U.K.-based Rio Tinto Plc defended its efforts to expand its iron-ore production in Australia during a market downturn, a strategy strongly criticized by possible buyout candidate Glencore Plc.
The Chief Executive Officer of Rio Tintos iron-ore unit – Mr. Andrew Harding, explained that the companys production push will block 32 global projects of competitors from coming online. The projects are all held by smaller companies, which could be attracted by growth prospects, if Rio doesnt act. The company aims at boosting its production capacity to 360 million tons on a yearly basis by 2017, up from the current 290 million.
“Curtailing production would simply create a void that would be filled by other producers and new starters,” Harding said in a statement. “Our analysis indicates there are 32 competitive projects that could be incentivized if we were to withhold volume. If we don’t fill that void, somebody else will.”
The U.K.-based company is considered to be the current owner of the most profitable iron ore business in the world. Rio Tinto believes that demand for iron ore in China is rising thanks to its expanding manufacturing sector as the Asian economy transitions from infrastructure-led to growth based on consumption.

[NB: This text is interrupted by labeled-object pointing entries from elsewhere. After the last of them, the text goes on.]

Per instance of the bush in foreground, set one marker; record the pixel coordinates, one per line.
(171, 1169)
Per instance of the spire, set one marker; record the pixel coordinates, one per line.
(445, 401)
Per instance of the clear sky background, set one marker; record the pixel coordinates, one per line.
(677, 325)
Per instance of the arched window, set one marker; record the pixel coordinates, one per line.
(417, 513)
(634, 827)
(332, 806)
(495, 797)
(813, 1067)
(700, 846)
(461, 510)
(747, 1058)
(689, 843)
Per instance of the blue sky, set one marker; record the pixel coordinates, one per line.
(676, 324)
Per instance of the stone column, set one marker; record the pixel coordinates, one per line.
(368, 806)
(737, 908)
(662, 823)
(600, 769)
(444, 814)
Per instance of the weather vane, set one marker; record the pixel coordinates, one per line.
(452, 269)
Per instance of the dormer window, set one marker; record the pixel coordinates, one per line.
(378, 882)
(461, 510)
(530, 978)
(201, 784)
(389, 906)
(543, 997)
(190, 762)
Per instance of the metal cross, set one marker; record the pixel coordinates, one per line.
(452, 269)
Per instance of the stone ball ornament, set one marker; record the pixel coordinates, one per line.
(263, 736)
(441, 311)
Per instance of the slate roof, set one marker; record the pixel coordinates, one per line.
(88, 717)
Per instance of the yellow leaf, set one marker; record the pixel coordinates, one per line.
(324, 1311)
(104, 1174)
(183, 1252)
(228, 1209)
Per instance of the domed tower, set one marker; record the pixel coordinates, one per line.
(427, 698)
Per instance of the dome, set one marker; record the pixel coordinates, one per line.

Rio, however, does not rely solely on China as a single growth driver. “Complementing the Chinese growth, we also expect the markets in India, the Middle East, and Southeast Asia to develop,” Mr. Harding said.
Mr. Harding refused to make any comments on Glencores bid for Rio, whose board unanimously rejected a takeover offer made in July this year. Mr. Harding said: “We remain very confident on the prospects for our iron ore business, given the healthy demand outlook, our low cost of production and the high quality of our product.”
Rio Tinto Plc rose by 2.46% to trade at GBX3 063.0 per share by 11:36 GMT in London, marking a one year change of +3.52%. The company is valued at £56.11 billion.